さらに圧巻だったのが3代目。フルモデルチェンジした後にエンジンを水冷化してリッター当たり100psを達成。さらに’71年に追加したフロンテクーペでは37psとさらなる高性能化を果たした。だがすでにライバルであるホンダは水冷2気筒OHCエンジンのライフを発売しており、煙を吹く2ストロークエンジンは時代遅れな印象を与えていたのも事実。’73年に4代目へフルモデルチェンジしたフロンテは、それでも2ストローク3気筒エンジンを採用して苦戦を強いられた。悪いことは続くもので4代目発売後にオイルショックが勃発。ガソリン価格は毎週のように上がり続け、ここでもホンダ勢が優位になる。さらにはそれまで制度自体が存在しなかった車検制度が軽自動車にも導入される。
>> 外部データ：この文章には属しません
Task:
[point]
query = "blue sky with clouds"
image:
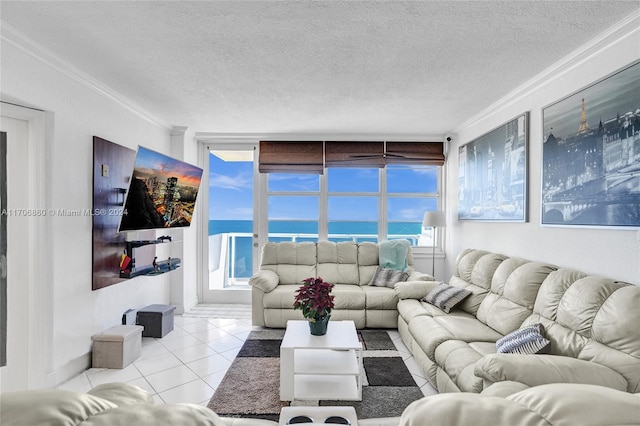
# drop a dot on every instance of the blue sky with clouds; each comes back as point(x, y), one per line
point(231, 189)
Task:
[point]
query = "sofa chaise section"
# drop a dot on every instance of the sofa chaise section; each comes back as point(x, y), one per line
point(591, 323)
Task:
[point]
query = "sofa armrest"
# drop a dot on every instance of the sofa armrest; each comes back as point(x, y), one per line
point(265, 279)
point(503, 389)
point(413, 289)
point(419, 276)
point(122, 394)
point(535, 370)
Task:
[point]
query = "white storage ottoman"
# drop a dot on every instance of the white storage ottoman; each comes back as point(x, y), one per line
point(117, 347)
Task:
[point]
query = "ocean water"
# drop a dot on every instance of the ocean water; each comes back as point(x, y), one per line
point(243, 250)
point(310, 227)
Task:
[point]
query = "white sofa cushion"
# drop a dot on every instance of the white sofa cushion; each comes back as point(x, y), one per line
point(338, 262)
point(292, 262)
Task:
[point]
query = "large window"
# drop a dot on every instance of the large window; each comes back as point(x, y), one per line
point(353, 204)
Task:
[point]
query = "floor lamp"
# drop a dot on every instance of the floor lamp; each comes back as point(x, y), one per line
point(434, 219)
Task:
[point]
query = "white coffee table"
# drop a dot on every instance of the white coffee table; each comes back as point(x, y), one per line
point(318, 414)
point(321, 367)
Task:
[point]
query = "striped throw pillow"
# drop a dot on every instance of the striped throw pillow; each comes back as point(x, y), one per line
point(527, 340)
point(387, 277)
point(445, 297)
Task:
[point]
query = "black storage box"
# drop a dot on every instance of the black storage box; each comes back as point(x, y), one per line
point(157, 320)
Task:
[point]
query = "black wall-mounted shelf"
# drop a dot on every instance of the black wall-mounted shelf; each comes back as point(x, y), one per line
point(160, 266)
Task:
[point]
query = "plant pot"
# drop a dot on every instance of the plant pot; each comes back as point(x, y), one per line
point(319, 326)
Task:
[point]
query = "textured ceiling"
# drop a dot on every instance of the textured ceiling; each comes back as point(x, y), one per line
point(390, 67)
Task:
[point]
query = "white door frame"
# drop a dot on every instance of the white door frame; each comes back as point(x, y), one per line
point(40, 287)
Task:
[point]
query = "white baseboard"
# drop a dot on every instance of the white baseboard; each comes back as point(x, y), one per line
point(69, 370)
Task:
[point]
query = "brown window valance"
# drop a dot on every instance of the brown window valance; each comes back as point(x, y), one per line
point(291, 157)
point(354, 154)
point(314, 156)
point(428, 153)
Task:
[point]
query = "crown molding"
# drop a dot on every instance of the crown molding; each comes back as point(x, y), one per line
point(253, 137)
point(22, 42)
point(620, 31)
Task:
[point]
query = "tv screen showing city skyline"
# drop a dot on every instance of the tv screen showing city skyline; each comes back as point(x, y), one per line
point(162, 192)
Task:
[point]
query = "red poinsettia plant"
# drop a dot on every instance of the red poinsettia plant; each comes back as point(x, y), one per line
point(314, 298)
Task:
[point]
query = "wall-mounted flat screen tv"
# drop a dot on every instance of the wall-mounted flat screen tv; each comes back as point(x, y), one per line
point(162, 192)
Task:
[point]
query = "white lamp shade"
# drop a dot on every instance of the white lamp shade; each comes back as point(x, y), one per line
point(435, 219)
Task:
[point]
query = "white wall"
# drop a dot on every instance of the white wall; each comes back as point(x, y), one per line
point(32, 77)
point(607, 252)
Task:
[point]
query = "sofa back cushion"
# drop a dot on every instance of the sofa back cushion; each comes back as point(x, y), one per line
point(592, 318)
point(474, 271)
point(368, 260)
point(514, 288)
point(338, 262)
point(293, 262)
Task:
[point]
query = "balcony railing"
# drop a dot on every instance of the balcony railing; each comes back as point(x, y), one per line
point(232, 252)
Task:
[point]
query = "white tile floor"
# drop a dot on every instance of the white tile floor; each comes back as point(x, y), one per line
point(188, 363)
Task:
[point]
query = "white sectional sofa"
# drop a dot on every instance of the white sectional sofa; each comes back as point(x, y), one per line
point(592, 323)
point(123, 404)
point(348, 265)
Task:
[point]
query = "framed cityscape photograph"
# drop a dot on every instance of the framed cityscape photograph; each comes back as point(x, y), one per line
point(492, 174)
point(591, 154)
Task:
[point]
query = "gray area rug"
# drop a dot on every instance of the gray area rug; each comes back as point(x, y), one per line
point(251, 386)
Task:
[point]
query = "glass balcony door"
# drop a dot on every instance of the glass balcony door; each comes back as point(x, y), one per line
point(232, 232)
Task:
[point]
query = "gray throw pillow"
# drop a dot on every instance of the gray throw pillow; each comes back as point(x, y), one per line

維持費の安さが軽自動車選びの基本になっていくのだ。
そのため4代目フロンテは軽自動車規格の変更に伴うボディサイズの拡大、エンジン排気量の拡大など毎年のように変更を繰り返すことになる。フルモデルチェンジを実施する機会を逸したままモデル途中で4ストロークエンジンを採用したことで、それまでの2ストロークエンジン車は淘汰されていく。実に5代目へバトンタッチするのは’79年になってからのことだった。5代目にも2ストロークエンジンは残されたが、もはや主流は4ストローク3気筒エンジン。駆動方式もFFへと変わり、もはや以前のスポーティな軽自動車ではなくなっていた。しかもこの時に商用のボンネットバンとして新たに兄弟車のアルトを発売。維持費の安さを逆手に取ったもので、驚きの新車価格を実現して「アルト47万円!」というキャッチコピーにより大ヒットを記録。
そのため現存する4代目フロンテはとても希少。旧車ブームが到来した後も顧みられることは少なく、フロンテのマニアでもフロンテクーペや3代目のSS、SSSなどに人気は集中。ひどいケースだとクーペなどの部品取り車にされてしまうこともあり、今や完全なレア車としての扱いになった。ところが2023年12月に開催された「2023アリオ上尾クリスマスファイナル クラシックカーミーティング」の会場に可愛らしい4代目フロンテが展示されていた。あまりの珍しさからオーナーへ声をかけて取材させてもらうことにした。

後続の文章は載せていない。